The Greatness of Leonardo da Vinci
Where Would Aviation Be Without Leonardo da Vinci?
Man Beyond the Ages
Best known as an artist and creator of great masterpieces as "The Mona Lisa", "Madonna of the Rocks", and "The Last Supper", he was also noted as a paleontologist and evolutionary biologist. His wonderful scientific work far exceeded his art, if that seems possible. His painstaking observations and research in the areas of architecture and civil engineering, astronomy and zoology,geography, geology, and paleontology, were not equaled, even by today's standards. An obsessive fan and follower of Leonardo was the biographer, Georgio Vasarie, and he said that Leonardo had an indescribable grace in his every effortless work of art and undertaking. He said that Leonardo has mastered every subject given his attention. He said that this man was showered with the gifts of heaven. Of all the great people who were born on this planet, the one individual who I would choose as the most wonderful contributor to his fellow man, and their future in technology,would be most assuredly, Leonardo da Vinci.

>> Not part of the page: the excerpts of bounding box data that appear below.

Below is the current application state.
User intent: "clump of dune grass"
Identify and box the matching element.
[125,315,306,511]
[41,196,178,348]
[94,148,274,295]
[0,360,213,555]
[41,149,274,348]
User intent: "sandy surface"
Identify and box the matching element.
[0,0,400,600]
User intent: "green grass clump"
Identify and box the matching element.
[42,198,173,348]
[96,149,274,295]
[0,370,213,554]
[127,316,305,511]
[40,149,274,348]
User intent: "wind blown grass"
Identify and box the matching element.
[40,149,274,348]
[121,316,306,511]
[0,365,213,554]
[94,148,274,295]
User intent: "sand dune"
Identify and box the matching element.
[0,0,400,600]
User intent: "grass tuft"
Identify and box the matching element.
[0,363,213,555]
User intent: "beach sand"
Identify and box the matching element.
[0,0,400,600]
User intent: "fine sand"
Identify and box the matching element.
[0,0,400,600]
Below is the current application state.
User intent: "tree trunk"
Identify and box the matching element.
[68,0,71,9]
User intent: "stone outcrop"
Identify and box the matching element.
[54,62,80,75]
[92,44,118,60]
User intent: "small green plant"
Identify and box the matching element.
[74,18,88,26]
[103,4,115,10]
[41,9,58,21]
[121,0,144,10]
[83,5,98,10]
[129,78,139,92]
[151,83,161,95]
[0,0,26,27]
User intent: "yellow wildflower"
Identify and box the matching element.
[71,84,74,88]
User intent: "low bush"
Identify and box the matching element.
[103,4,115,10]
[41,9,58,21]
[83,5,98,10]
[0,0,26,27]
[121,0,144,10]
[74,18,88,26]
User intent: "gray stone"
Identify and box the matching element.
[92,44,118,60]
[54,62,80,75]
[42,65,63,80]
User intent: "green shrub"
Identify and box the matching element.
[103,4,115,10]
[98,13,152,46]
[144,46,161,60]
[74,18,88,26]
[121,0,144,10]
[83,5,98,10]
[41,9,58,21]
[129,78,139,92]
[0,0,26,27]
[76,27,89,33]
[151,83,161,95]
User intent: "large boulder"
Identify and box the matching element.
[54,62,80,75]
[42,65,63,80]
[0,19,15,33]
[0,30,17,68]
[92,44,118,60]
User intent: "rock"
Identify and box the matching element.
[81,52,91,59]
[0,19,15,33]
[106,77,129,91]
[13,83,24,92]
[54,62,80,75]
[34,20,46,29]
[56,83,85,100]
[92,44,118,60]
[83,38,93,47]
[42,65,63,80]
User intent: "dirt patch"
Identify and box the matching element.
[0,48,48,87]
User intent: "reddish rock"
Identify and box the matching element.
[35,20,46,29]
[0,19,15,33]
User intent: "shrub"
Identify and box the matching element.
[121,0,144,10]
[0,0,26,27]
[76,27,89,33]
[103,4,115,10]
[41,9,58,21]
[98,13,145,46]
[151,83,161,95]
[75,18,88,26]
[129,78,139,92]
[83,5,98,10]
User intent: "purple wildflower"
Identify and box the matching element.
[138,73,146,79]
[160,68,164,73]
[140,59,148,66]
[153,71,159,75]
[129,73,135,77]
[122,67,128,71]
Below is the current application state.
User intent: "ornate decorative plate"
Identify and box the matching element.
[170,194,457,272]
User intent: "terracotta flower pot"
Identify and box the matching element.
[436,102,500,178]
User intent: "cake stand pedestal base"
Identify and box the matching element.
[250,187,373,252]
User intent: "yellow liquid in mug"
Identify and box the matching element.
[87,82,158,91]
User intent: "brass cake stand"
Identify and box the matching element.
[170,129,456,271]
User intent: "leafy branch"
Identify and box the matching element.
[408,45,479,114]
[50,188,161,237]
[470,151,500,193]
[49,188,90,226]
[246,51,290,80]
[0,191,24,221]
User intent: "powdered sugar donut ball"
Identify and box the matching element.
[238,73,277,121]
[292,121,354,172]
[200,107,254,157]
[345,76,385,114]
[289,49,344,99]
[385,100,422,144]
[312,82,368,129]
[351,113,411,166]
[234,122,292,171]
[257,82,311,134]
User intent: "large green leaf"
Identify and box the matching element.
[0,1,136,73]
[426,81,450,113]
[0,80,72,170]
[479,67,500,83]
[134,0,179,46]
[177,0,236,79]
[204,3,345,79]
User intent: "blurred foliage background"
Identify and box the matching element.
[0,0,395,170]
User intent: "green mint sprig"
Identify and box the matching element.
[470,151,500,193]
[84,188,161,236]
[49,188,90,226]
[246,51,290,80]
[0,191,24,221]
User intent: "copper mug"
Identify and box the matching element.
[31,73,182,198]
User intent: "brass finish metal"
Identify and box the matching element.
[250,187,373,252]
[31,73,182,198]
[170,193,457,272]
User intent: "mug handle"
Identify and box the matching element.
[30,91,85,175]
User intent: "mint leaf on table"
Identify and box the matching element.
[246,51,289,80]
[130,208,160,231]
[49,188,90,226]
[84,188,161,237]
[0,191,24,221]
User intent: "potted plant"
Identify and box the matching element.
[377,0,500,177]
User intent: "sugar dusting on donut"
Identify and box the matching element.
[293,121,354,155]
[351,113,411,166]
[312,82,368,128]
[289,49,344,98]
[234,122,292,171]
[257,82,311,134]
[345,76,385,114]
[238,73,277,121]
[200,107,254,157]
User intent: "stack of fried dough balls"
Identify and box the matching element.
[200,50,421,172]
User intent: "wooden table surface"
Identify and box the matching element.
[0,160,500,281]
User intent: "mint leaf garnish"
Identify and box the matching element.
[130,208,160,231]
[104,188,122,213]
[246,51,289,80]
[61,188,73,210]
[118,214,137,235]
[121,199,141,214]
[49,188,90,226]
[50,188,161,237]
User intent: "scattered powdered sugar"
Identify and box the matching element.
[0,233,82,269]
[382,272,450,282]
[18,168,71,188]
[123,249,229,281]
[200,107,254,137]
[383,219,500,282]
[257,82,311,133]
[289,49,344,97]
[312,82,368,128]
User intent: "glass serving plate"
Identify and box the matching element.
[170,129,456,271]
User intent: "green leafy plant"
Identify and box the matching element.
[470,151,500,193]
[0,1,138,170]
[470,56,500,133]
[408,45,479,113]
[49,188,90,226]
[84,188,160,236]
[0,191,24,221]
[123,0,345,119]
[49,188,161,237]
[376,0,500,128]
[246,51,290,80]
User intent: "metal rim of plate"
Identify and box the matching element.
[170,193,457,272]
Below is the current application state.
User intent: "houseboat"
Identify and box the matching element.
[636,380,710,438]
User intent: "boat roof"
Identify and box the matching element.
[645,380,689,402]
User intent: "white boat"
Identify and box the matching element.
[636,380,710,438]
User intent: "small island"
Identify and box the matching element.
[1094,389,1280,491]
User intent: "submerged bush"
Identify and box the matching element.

More than 4000 manuscripts have been collected in libraries all over Europe. He was once thought to have meant to have published these in a big encyclopedia. Leonardo da Vinci was born in 1452 and lived to 1519. After his death, his works were scattered all over Europe in libraries and institutions there. The magnificent quality and intelligence that Leonardo displayed in his work was not fathomed until the nineteenth century.
Leonardo da Vinci was considered "A Man of Both Worlds",one of art, and the other of science. He was considered to be the greatest man of the ages by many and listed as a painter,sculptor, architect,musician,engineer, inventor and scientist. He was said to be "The Renaissance Man". Born in 1452 in the small town of Anchiano, Italy, he was the illegitimate son of Piera da Vinci and his mother, Caterina. As he moved to Milan in 1483, his first major work was "The Madonna of the Rocks". Later he was commissioned by officials in his art and by the government to design and construct elaborate buildings, churches, and devise weaponry to be used in defense against the enemy. His sketches and research of the human body shows elaborate views of the muscles, circulatory system, and bones that make up the skeletal system. Some of the cadavers used in his studies were taken from nearby morgues.
When Leonardo da Vinci passed away in 1519, he was under the care of French King Francis I. He was highly admired by the king in his stay there.To this very day, Leonardo was thought to be one of the greatest people on the face of this earth and a great man of the arts and sciences. Many of he illustrations about science and the human body were actually used later in the medical professions of the world and modeled after.
Leonardo's painting of "The Last Supper", has been heralded as one of the greatest of the "High Renaissance". It is a masterpiece of the dramatic narrative of how Christ is telling his apostles about one of them who is to betray him. The emotion of his apostles is captured on the canvas in this wonderful and dramatic painting. The "Mona Lisa" is another of Leonardo's greatest works of art. Lisa is the wife of Francisco del Giacondo. The painting portrays in soft tones the Mona Lisa and her ambiguous half-smile. It is a marvelous rendering of Leonardo's great ability to paint using textures and soft tones in the oil that he used. His drawings of such inventions as the submarine, aircraft, tanks, that were made for wartime, and hundreds of insightful and brilliant creations, were unsurpassed in their seemingly limitless productions.
Leonardo died on May 2, 1514 at Clos Luce'. Much of his time in later years was spent in the Vatican in Rome during the time that Raphael and Michelangelo, two other great artist of the period, were there also. Francis I said of Leonardo that never before had a man been born into the world, who knew as much as Leonardo da Vinci knew as an artist, and yet, he was more of a great philosopher. Leonardo was truly a great inspiration and influence for the world and continues to be, to this day.